Tusk, Duda not Poles apart on rights fight; EU rift instead


BRUSSELS (AP) — EU President Donald Tusk has turned on the European Commission for opening a case to see if changes to key Polish laws meet the bloc’s rule of law demands, adding a new twist to the simmering dispute over the laws.

Tusk, a former Polish prime minister, made the comments after a meeting with Polish President Andrzej Duda, in which the two leaders sought to play down the dispute between the EU and Warsaw over the constitutional court and media legislation.

Tusk and Duda — from opposing political camps in Poland — said the bile from politicians on both sides should stop since it overshadows the deep cooperation between the EU and Poland.

Poland’s new conservative government, led by the Law and Justice party, last month took steps to gain influence in the constitutional tribunal, which is supposed to be an independent arbiter. In addition, Duda last week signed a law that heads toward giving the government full control of state radio and television.

Critics say both moves undermine the tenets of Western democracy and last week the EU’s executive Commission decided to carry out a preliminary assessment of the new laws, the first step in a drawn-out procedure that could ultimately lead to suspending Polish voting rights in the 28-nation bloc.

It dramatically increased the stakes in the dispute, something Tusk wanted to avoid. In a rare case of public criticism among EU institutions, Tusk said that “I can imagine this goal could be achieved by other methods, not necessarily triggering this procedure.”

“I am not very enthusiastic about it,” he added, and insisted he would make sure it is not discussed at the next EU summits of government leaders that he hosts.

Tusk acknowledged that Poland’s “reputation has been shaken slightly” by the introduction of the new laws, but insisted it was not enough to merit the verbal onslaught on his nation.
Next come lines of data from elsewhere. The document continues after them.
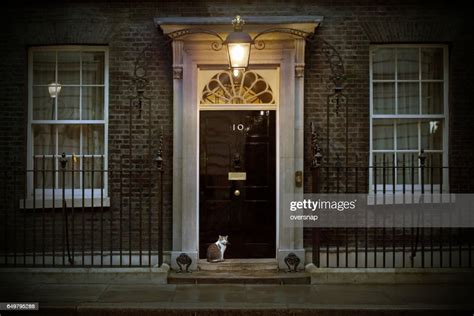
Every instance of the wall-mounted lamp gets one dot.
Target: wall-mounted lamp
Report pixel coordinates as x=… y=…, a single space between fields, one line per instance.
x=54 y=88
x=238 y=43
x=238 y=46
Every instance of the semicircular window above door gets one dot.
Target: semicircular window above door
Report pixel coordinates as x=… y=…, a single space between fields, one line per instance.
x=246 y=88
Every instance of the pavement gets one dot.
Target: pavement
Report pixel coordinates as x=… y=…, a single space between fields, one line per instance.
x=243 y=299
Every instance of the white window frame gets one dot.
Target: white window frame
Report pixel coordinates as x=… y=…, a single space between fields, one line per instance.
x=92 y=197
x=444 y=117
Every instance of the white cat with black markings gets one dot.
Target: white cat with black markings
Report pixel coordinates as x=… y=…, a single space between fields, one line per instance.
x=215 y=251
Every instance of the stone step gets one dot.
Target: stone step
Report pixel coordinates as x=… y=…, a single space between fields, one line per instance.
x=239 y=265
x=239 y=277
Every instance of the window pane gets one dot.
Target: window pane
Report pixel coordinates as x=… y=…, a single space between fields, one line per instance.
x=432 y=171
x=407 y=63
x=408 y=169
x=92 y=103
x=384 y=98
x=382 y=134
x=70 y=173
x=93 y=140
x=44 y=172
x=93 y=175
x=408 y=98
x=44 y=140
x=432 y=135
x=432 y=63
x=69 y=139
x=383 y=163
x=432 y=97
x=383 y=63
x=43 y=104
x=68 y=103
x=69 y=67
x=44 y=67
x=407 y=134
x=93 y=67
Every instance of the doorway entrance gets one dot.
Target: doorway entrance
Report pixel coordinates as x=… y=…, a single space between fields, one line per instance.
x=237 y=181
x=237 y=161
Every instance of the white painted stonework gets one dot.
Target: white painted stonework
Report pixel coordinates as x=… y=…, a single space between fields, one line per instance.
x=283 y=52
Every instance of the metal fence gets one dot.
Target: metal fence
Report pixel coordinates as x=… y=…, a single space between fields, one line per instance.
x=64 y=212
x=392 y=247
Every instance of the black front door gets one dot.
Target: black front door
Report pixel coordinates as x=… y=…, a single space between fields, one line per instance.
x=237 y=182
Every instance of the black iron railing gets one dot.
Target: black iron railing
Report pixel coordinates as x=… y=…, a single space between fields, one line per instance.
x=80 y=215
x=392 y=247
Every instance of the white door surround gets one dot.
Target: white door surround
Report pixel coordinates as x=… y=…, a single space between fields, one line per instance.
x=283 y=51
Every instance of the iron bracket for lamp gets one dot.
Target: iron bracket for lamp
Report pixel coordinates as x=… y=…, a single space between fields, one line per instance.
x=183 y=32
x=258 y=44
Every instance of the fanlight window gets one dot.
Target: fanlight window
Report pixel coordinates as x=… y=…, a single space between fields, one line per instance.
x=245 y=88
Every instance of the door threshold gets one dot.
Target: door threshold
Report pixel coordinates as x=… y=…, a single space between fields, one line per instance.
x=244 y=261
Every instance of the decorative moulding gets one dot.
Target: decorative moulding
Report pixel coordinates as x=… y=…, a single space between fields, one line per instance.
x=253 y=25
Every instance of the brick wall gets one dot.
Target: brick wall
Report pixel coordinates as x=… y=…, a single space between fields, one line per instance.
x=127 y=28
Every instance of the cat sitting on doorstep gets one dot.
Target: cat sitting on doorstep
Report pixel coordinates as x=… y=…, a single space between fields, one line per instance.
x=215 y=251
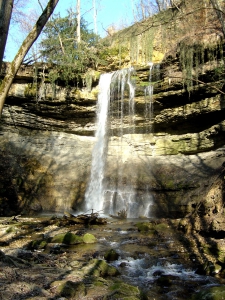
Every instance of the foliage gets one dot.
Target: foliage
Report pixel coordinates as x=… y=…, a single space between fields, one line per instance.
x=60 y=49
x=194 y=55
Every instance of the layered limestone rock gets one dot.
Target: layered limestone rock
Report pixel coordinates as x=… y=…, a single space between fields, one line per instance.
x=47 y=136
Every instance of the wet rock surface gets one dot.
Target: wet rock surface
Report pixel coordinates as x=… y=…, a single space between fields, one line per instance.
x=155 y=261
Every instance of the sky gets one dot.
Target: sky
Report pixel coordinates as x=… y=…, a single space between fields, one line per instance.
x=119 y=12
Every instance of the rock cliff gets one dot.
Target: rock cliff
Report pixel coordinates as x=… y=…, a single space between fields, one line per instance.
x=47 y=136
x=171 y=151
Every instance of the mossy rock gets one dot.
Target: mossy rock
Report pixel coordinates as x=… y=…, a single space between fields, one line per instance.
x=100 y=268
x=89 y=238
x=68 y=238
x=213 y=293
x=37 y=244
x=76 y=290
x=124 y=291
x=111 y=255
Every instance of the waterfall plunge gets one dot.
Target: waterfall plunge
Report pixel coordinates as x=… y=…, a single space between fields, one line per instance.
x=94 y=194
x=101 y=196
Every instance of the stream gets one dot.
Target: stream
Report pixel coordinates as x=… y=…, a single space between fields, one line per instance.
x=150 y=255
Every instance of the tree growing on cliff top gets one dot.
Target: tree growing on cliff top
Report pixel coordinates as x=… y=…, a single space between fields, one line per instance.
x=63 y=50
x=26 y=45
x=5 y=16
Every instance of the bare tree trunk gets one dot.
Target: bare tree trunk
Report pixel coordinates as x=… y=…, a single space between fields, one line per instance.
x=220 y=14
x=25 y=47
x=5 y=16
x=78 y=21
x=95 y=17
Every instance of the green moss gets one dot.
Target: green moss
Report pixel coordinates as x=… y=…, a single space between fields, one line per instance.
x=76 y=290
x=213 y=293
x=101 y=268
x=89 y=238
x=111 y=255
x=37 y=244
x=125 y=291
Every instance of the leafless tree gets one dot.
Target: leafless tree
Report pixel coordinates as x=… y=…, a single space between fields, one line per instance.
x=26 y=45
x=5 y=16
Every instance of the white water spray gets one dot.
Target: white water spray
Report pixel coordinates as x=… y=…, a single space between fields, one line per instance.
x=119 y=194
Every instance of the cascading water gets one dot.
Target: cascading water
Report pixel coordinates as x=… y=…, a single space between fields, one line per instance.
x=94 y=194
x=117 y=195
x=149 y=100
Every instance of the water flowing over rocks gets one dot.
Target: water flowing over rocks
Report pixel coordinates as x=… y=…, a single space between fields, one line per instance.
x=47 y=136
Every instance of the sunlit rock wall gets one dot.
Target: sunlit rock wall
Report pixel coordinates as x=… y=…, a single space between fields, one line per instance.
x=47 y=135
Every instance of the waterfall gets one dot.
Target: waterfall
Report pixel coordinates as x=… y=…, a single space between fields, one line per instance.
x=148 y=91
x=116 y=107
x=94 y=193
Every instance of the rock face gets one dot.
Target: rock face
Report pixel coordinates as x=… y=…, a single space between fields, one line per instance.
x=47 y=136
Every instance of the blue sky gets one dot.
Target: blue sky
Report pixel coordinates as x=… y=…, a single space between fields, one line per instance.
x=117 y=12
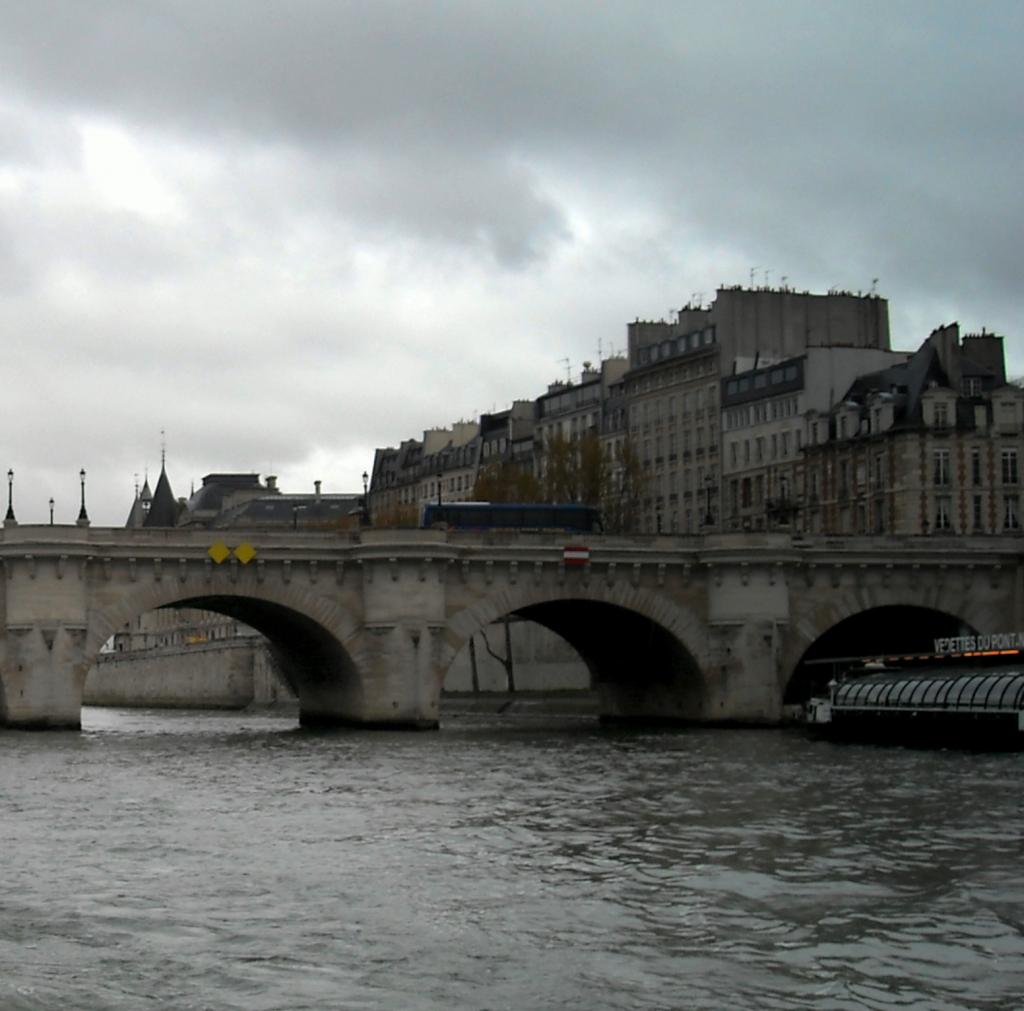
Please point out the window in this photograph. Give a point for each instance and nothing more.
(1010, 472)
(1011, 512)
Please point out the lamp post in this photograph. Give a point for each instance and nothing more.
(83, 516)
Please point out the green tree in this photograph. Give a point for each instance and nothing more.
(624, 489)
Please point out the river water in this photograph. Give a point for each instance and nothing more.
(205, 860)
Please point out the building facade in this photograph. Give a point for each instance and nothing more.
(932, 447)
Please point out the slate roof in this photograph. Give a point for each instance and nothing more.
(164, 509)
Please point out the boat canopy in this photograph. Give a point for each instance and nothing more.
(948, 691)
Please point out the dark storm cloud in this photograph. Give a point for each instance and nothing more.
(340, 204)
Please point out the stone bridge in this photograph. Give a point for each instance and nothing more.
(714, 629)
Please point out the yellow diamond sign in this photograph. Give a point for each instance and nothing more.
(219, 552)
(245, 552)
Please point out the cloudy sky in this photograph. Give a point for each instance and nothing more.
(285, 232)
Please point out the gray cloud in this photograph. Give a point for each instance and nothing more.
(288, 232)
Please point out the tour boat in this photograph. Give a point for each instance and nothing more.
(969, 700)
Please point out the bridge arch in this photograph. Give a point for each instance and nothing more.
(640, 647)
(314, 641)
(863, 628)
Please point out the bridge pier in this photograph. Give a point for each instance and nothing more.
(43, 677)
(397, 685)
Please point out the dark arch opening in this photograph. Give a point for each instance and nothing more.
(639, 671)
(892, 630)
(308, 659)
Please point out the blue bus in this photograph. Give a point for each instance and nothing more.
(512, 515)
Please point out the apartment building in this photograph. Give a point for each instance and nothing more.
(764, 411)
(441, 465)
(675, 385)
(930, 447)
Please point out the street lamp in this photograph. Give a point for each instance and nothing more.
(83, 516)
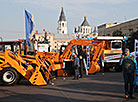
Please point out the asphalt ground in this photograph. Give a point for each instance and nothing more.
(93, 88)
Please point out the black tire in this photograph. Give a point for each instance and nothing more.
(9, 76)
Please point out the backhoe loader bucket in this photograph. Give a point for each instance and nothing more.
(36, 71)
(94, 68)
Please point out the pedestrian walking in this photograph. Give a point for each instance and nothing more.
(129, 67)
(76, 66)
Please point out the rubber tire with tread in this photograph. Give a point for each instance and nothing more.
(15, 79)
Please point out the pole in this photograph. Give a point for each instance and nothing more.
(1, 38)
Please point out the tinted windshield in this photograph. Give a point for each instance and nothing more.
(116, 45)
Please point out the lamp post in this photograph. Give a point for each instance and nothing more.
(1, 38)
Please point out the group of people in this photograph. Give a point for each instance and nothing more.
(129, 68)
(130, 71)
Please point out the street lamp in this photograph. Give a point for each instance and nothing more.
(1, 38)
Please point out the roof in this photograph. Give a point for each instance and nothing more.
(62, 16)
(85, 23)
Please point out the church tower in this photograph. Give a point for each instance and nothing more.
(62, 23)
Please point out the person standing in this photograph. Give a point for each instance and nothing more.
(129, 67)
(76, 66)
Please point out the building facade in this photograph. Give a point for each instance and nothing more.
(84, 28)
(62, 23)
(126, 28)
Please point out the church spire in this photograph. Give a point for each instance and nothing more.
(62, 15)
(62, 23)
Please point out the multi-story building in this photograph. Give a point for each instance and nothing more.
(84, 28)
(56, 40)
(126, 28)
(62, 23)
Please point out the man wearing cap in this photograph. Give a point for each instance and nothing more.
(129, 67)
(76, 65)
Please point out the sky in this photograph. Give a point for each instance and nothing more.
(46, 14)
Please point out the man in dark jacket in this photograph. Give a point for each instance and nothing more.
(76, 66)
(129, 66)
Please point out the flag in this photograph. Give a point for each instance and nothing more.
(29, 25)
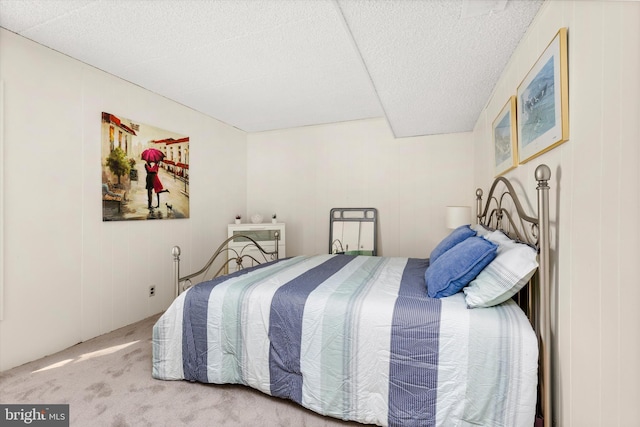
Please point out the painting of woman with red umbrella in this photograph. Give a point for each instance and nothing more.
(153, 157)
(129, 150)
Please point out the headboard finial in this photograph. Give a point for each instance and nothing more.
(175, 251)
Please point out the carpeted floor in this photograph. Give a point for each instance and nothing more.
(107, 382)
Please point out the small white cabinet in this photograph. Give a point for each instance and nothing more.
(263, 233)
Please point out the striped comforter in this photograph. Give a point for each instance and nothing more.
(357, 338)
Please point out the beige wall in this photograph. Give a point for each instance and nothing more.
(67, 275)
(302, 173)
(594, 207)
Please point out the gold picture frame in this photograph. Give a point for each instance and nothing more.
(505, 138)
(543, 102)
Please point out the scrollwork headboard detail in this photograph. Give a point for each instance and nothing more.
(503, 211)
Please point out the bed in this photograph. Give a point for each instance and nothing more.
(391, 341)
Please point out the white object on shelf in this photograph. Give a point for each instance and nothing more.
(264, 234)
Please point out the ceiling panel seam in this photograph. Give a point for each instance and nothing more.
(343, 19)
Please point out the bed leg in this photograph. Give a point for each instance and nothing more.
(175, 251)
(543, 175)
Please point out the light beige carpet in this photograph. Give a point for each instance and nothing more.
(107, 382)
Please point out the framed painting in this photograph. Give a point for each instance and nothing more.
(505, 137)
(145, 171)
(543, 102)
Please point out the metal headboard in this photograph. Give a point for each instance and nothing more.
(503, 211)
(357, 216)
(183, 283)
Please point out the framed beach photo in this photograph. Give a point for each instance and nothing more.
(505, 138)
(543, 102)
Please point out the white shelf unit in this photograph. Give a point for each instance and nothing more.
(263, 233)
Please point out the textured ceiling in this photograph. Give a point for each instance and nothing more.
(428, 66)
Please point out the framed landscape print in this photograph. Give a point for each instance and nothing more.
(505, 137)
(543, 102)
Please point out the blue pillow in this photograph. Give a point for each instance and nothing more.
(458, 235)
(457, 267)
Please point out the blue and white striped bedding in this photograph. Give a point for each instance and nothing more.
(357, 338)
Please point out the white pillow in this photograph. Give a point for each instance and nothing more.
(481, 230)
(509, 272)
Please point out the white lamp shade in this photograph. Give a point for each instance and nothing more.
(457, 216)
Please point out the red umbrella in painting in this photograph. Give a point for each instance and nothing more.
(152, 155)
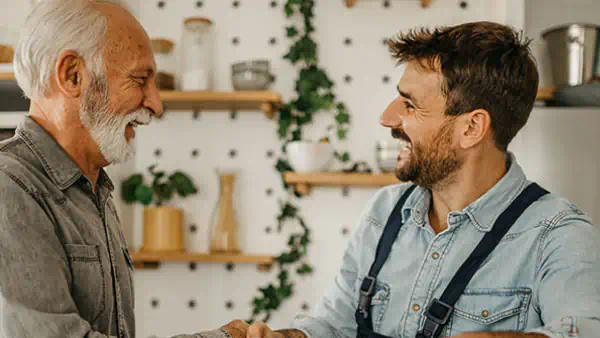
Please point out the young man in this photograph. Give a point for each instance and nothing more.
(465, 93)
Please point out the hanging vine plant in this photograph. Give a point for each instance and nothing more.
(314, 94)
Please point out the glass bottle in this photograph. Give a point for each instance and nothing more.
(224, 225)
(197, 52)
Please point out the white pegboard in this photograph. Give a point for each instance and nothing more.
(365, 79)
(551, 135)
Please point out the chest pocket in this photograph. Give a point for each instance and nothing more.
(88, 287)
(379, 302)
(490, 310)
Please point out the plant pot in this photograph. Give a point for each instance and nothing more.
(305, 156)
(163, 229)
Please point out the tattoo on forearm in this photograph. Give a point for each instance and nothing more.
(291, 333)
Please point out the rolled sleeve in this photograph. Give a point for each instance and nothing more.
(568, 295)
(35, 299)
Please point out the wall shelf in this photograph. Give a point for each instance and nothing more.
(266, 101)
(351, 3)
(152, 260)
(304, 182)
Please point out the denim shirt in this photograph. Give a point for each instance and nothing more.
(543, 276)
(64, 266)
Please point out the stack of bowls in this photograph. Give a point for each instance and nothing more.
(251, 75)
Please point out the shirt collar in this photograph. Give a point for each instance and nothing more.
(59, 166)
(482, 212)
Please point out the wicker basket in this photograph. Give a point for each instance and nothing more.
(6, 54)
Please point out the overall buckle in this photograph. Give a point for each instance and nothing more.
(437, 315)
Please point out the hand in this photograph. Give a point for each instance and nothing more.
(261, 330)
(236, 328)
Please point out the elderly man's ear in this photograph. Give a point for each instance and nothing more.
(70, 70)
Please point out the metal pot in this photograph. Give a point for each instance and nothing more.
(574, 53)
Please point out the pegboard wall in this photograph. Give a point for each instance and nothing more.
(181, 298)
(558, 148)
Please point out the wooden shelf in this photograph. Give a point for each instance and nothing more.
(266, 101)
(152, 260)
(304, 182)
(545, 94)
(351, 3)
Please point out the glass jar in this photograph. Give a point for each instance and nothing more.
(224, 223)
(165, 63)
(197, 48)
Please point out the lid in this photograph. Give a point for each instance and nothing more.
(162, 46)
(567, 26)
(197, 20)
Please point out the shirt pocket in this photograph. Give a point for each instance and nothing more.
(130, 271)
(88, 287)
(379, 302)
(490, 310)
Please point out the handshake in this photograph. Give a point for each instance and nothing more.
(241, 329)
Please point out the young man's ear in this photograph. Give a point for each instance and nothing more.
(476, 125)
(69, 73)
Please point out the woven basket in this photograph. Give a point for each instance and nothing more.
(6, 54)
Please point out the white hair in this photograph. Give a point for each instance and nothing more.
(52, 27)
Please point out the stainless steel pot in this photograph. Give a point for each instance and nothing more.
(574, 53)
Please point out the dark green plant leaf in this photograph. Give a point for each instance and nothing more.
(341, 133)
(304, 269)
(342, 117)
(291, 31)
(143, 193)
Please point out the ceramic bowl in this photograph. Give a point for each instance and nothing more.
(305, 156)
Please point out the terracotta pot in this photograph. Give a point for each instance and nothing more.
(163, 229)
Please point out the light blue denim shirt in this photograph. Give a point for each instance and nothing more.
(544, 276)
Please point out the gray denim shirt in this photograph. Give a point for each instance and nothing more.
(64, 266)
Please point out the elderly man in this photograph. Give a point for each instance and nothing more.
(469, 248)
(88, 68)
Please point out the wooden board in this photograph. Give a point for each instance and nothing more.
(266, 101)
(341, 179)
(145, 259)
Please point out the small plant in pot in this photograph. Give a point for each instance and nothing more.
(163, 224)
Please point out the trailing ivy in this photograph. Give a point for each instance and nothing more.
(314, 94)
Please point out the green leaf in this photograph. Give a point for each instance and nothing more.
(304, 269)
(343, 157)
(283, 166)
(342, 117)
(129, 186)
(143, 193)
(291, 31)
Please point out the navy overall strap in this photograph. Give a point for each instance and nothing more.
(439, 311)
(367, 288)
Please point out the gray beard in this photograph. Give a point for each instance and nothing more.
(106, 128)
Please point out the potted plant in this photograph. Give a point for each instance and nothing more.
(163, 224)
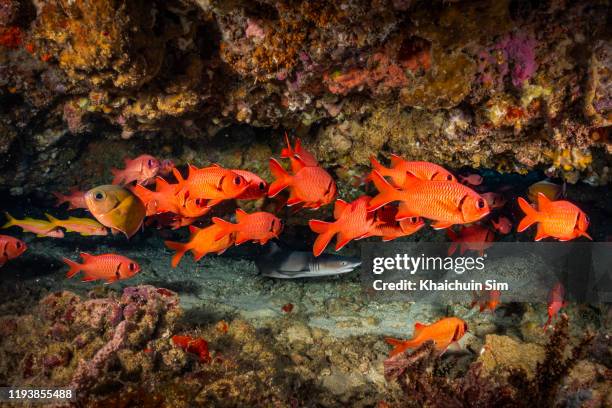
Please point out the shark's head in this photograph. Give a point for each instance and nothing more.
(328, 264)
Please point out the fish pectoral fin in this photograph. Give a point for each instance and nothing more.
(441, 224)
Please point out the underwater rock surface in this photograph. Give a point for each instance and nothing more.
(509, 85)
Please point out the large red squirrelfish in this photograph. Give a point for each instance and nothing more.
(108, 267)
(391, 229)
(259, 227)
(142, 170)
(10, 248)
(352, 222)
(558, 219)
(419, 169)
(312, 187)
(444, 332)
(470, 238)
(75, 199)
(202, 242)
(213, 183)
(445, 202)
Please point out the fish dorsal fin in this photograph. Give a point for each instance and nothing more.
(240, 215)
(396, 160)
(339, 207)
(410, 180)
(543, 202)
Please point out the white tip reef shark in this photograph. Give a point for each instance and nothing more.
(284, 263)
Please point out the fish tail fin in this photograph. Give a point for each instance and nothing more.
(10, 220)
(531, 215)
(399, 346)
(180, 249)
(226, 227)
(287, 151)
(326, 233)
(386, 192)
(52, 219)
(74, 267)
(283, 179)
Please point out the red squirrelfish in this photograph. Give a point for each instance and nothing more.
(212, 183)
(257, 187)
(487, 300)
(41, 228)
(298, 155)
(495, 200)
(445, 202)
(258, 226)
(471, 238)
(10, 248)
(75, 199)
(202, 242)
(391, 229)
(471, 179)
(555, 302)
(443, 332)
(419, 169)
(142, 170)
(108, 267)
(502, 225)
(558, 219)
(310, 186)
(352, 222)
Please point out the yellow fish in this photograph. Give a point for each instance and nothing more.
(84, 226)
(116, 208)
(41, 228)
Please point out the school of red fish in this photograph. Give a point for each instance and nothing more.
(410, 193)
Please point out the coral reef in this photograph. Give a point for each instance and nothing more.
(497, 84)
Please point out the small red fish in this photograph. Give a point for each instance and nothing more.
(444, 332)
(495, 200)
(257, 187)
(352, 222)
(213, 183)
(558, 219)
(108, 267)
(471, 238)
(445, 202)
(10, 248)
(197, 346)
(503, 225)
(75, 199)
(312, 187)
(555, 302)
(142, 170)
(471, 179)
(258, 226)
(298, 154)
(419, 169)
(487, 300)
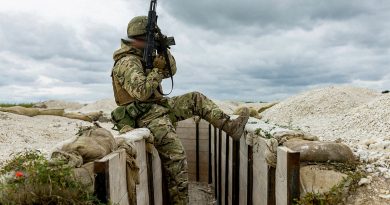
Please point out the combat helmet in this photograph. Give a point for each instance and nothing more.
(137, 26)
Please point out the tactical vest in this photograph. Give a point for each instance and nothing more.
(122, 97)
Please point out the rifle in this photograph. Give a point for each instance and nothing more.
(155, 40)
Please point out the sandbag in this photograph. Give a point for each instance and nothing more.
(317, 151)
(252, 112)
(91, 143)
(31, 112)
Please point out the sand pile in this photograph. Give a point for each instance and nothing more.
(357, 116)
(105, 105)
(59, 104)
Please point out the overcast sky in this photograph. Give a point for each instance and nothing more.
(251, 50)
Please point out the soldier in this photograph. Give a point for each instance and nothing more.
(141, 104)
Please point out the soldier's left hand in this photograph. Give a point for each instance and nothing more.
(159, 62)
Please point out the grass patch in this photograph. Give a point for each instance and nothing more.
(339, 192)
(27, 105)
(29, 178)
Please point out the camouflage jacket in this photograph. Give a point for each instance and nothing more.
(130, 82)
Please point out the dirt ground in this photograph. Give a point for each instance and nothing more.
(358, 117)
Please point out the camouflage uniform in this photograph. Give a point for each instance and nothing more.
(138, 95)
(149, 109)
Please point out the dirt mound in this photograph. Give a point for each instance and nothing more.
(105, 105)
(329, 100)
(59, 104)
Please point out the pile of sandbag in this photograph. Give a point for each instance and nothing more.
(31, 112)
(92, 143)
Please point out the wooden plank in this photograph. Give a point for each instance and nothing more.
(197, 151)
(227, 169)
(142, 187)
(203, 124)
(223, 169)
(230, 192)
(215, 178)
(189, 145)
(113, 166)
(287, 176)
(219, 192)
(249, 191)
(236, 172)
(243, 171)
(210, 176)
(157, 177)
(261, 174)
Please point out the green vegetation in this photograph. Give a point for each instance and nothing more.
(339, 192)
(27, 105)
(29, 178)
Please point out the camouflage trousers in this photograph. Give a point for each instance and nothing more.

He said commentators and politicians should refrain from “hysterical behavior” and insisted that “the interests of Poland and the EU are basically the same.”

Duda, for his part, said that “I can assure you that nothing exceptional is happening in Poland.”

On Tuesday, Polish Prime Minister Beata Szydlo will address the European Parliament, where several leading parties have already criticized the Polish measures.